Infection pattern and immunological characteristics of Epstein‐Barr virus latent infection in cervical squamous cell carcinoma

Abstract

AbstractPrevious studies reported the association between Epstein‐Barr virus (EBV) and cervical squamous cell carcinoma (CSCC), but its infection pattern and clinical significance unclear. This study aimed to comprehensively investigate the infection pattern, clinicopathology, outcomes, and immunology of this entity in central China.
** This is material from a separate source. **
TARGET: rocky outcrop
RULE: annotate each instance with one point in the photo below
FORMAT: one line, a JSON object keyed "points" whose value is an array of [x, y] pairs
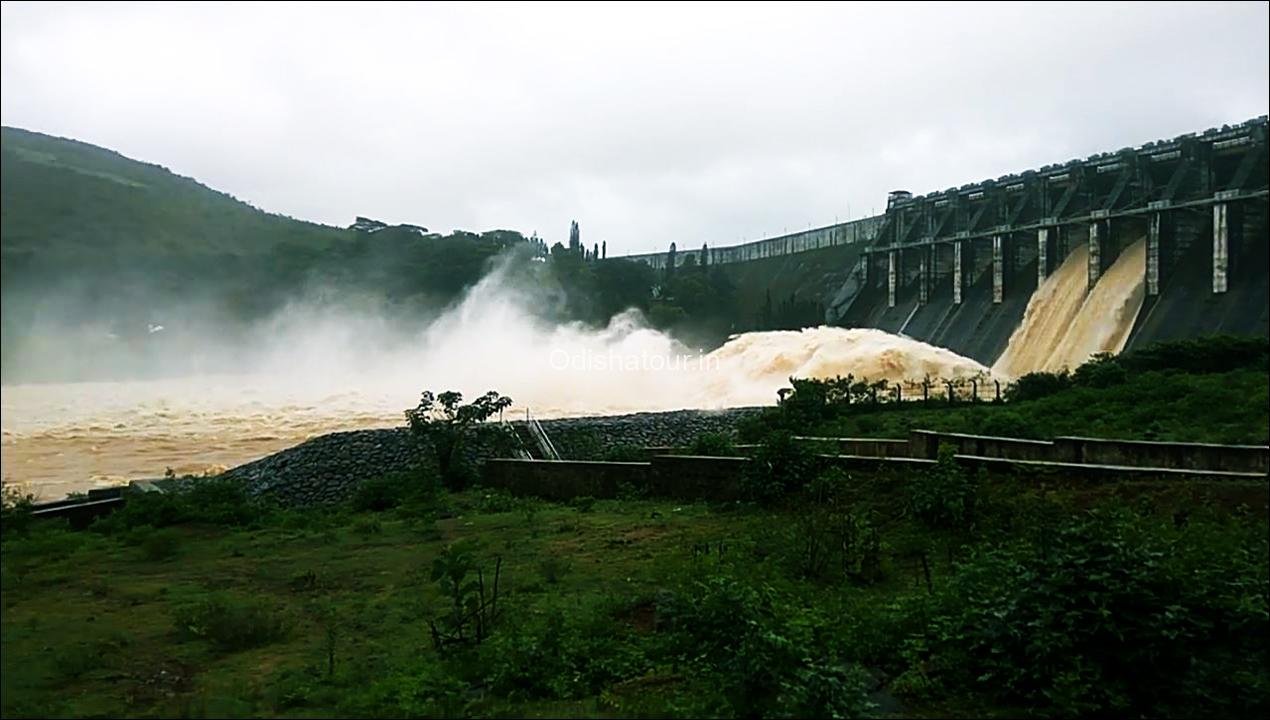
{"points": [[328, 469]]}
We evaluated a total of 104 untreated CSCC tumor tissue specimens using in situ hybridization for EBV‐encoded small RNAs (EBERs), and by employing flowcytometry fluorescence hybridization for human papillomavirus (HPV) genotyping. The expression of EBV latency proteins and immune biomarkers was evaluated and quantified by immunohistochemistry. EBERs transcripts were detected in 21 (20.2%) cases overall (in malignant epithelial cells of 13 cases and in lymphocytes of 8 cases). EBV belonged to latency type I infection in CSCC. The high‐risk (HR)‐HPV was detected in all of EBV‐positive CSCC, and the difference of detection rate of HR‐HPV was significant when compared with EBV‐negative CSCC (p = 0.001). The specific clinicopathology with increased frequency of advanced clinical stages, tumor‐positive lymph nodes, neural invasion, and increased infiltration depth (all p value < 0.05) were observed in cases with EBV. However, EBV infection was found to have no impact on prognosis of patients with CSCC. Increased densities of forkhead box P3 (FoxP3)+‐tumor infiltrating lymphocytes (TILs) (p = 0.005) and cytotoxic T‐lymphocyte‐associated protein 4 (CTLA‐4)+‐TILs (p = 0.017) and higher expression of programmed cell death‐1 (PD‐1) (p = 0.002) and programmed cell death‐1 ligand 1 (PD‐L1) (p = 0.040) were associated with EBV latent infection in CSCC, and these immunological changes were more likely to be associated with the infection in lymphocytes rather than tumor cells. Moreover, in patients with HPV‐positive CSCC, similar significant differences were still found. In conclusions, EBV‐positive CSCC may have specific infection pattern and clinicopathology and can exhibit an immunosuppressive microenvironment dominated by Treg cells aggregation and immune checkpoint activation.